My task at hand is finding specific contours in a cloud of points. They need to be determined as accurately as possible. Therefore higher order polynomial interpolation must be used. I have data consisting of points in a grid, each point having its own height.
I had great success finding contours with matplotlib.contours function. Then I directly used matplotlib.cntr (C++ algorithm) to determine specific contours. But because the file uses marching squares algorithm (linear interpolation) the precision of found contours is not good enough.
I am looking for alternative ways to solve this problem. A suggested solution was to
- Use bicubic interpolation to find analytical function around a specific point.
- Followed by calculation of the function derivative.
- Derived function is then used to determine direction in which derivative stays at 0 (using point as a point of view). By moving a small distance in that direction height should remain constant.

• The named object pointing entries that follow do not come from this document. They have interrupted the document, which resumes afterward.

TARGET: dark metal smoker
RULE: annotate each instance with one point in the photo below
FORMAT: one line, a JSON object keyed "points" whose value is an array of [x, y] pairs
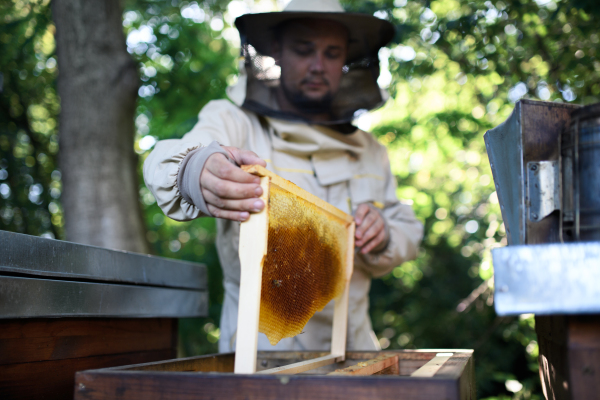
{"points": [[545, 159]]}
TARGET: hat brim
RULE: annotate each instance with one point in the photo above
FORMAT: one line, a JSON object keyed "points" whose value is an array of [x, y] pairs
{"points": [[367, 33]]}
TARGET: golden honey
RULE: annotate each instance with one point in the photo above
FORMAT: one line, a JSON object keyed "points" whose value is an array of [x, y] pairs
{"points": [[304, 266]]}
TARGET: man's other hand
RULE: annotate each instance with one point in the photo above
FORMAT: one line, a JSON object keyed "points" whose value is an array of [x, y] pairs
{"points": [[229, 192], [371, 234]]}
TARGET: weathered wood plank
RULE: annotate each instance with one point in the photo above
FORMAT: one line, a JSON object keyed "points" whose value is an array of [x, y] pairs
{"points": [[56, 379], [55, 339], [188, 386], [584, 356]]}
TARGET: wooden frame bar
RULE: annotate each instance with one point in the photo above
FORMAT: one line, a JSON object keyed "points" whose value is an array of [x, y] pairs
{"points": [[370, 367], [432, 366], [252, 251]]}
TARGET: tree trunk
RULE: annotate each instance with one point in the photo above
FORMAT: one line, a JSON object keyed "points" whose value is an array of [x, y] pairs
{"points": [[97, 85]]}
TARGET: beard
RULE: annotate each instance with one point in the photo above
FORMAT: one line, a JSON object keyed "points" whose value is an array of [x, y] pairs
{"points": [[305, 104]]}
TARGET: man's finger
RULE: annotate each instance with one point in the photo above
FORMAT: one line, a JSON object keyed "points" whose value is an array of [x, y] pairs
{"points": [[252, 205], [368, 220], [373, 231], [226, 189], [226, 214], [361, 211], [219, 166], [245, 157], [374, 243]]}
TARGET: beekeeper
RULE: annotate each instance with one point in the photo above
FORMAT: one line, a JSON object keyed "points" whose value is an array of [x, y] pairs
{"points": [[305, 73]]}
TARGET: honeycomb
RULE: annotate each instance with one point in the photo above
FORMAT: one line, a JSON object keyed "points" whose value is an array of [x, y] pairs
{"points": [[304, 266]]}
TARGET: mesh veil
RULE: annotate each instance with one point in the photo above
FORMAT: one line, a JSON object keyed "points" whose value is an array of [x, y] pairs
{"points": [[358, 90]]}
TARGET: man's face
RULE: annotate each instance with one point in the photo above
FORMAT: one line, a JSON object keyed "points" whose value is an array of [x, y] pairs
{"points": [[311, 55]]}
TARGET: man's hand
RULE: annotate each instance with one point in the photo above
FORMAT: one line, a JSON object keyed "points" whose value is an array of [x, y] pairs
{"points": [[229, 192], [371, 235]]}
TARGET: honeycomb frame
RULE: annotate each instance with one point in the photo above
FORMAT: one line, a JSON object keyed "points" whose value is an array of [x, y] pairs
{"points": [[253, 246]]}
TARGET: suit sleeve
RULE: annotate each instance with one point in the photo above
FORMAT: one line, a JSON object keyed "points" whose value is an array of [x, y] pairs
{"points": [[405, 230], [173, 168]]}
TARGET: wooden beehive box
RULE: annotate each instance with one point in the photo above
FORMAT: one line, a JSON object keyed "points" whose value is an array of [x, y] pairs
{"points": [[417, 374]]}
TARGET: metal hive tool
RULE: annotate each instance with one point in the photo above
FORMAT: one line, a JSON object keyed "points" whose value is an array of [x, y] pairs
{"points": [[296, 256]]}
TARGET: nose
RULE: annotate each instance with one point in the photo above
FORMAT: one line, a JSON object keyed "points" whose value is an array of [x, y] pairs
{"points": [[316, 65]]}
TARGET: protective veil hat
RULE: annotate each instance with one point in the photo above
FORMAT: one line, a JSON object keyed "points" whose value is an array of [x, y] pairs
{"points": [[260, 75]]}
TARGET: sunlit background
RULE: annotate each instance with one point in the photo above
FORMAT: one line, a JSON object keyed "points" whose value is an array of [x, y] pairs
{"points": [[455, 69]]}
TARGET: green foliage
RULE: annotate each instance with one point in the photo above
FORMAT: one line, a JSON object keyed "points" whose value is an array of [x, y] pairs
{"points": [[455, 69], [29, 181], [183, 64]]}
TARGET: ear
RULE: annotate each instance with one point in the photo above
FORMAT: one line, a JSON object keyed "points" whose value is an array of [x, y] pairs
{"points": [[276, 51]]}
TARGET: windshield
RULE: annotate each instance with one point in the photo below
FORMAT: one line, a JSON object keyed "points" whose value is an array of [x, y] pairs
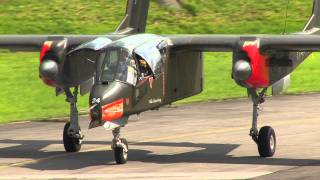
{"points": [[118, 65]]}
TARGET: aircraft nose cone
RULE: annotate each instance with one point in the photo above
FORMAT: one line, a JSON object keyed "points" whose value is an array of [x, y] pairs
{"points": [[242, 70], [49, 69]]}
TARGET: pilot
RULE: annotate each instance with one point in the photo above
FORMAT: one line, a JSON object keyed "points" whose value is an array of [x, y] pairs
{"points": [[144, 68]]}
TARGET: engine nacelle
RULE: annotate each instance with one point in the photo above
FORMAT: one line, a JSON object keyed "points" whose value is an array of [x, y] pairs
{"points": [[52, 55]]}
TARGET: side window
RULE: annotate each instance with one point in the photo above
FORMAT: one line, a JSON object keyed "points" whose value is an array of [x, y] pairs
{"points": [[132, 71], [159, 68], [143, 68]]}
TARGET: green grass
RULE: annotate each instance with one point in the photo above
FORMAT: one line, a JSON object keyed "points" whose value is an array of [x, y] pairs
{"points": [[23, 96]]}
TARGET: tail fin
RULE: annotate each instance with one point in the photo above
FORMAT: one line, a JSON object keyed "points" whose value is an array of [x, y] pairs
{"points": [[135, 19], [314, 21]]}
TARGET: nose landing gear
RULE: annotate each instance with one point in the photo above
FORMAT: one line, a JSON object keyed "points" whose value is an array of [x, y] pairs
{"points": [[120, 147], [72, 137], [265, 138]]}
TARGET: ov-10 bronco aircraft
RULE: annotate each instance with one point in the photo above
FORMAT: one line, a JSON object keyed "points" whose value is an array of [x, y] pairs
{"points": [[128, 72]]}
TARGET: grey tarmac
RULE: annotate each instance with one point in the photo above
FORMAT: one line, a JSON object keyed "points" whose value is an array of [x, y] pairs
{"points": [[198, 141]]}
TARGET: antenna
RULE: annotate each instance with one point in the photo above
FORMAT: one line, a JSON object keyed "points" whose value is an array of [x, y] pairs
{"points": [[286, 19]]}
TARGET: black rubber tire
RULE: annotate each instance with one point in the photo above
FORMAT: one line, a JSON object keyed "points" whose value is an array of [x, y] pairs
{"points": [[267, 141], [120, 156], [70, 144]]}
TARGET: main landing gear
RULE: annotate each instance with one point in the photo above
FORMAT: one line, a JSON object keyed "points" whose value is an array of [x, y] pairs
{"points": [[72, 137], [265, 138], [120, 147]]}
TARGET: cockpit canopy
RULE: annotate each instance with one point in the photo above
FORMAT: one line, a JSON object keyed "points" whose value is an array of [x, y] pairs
{"points": [[121, 60], [117, 64]]}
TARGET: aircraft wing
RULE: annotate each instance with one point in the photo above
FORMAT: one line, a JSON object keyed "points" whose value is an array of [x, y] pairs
{"points": [[35, 42], [230, 43]]}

Using this algorithm a contour should be found. Would this algorithm work, can I take any shortcuts when implementing it (by using already implemented functions)?
Implementing this algorithm would take quite the effort on my part, and besides it may only work in theory. I am guessing that the numerical error should still be present (the derivative may not be exactly 0) and may in the end even surpass the current one (using marching squares). I want to consider other, easier and faster methods to solve this problem.
What other algorithm could be used to solve it?
Did anyone ever face a similar problem? How did you solve it?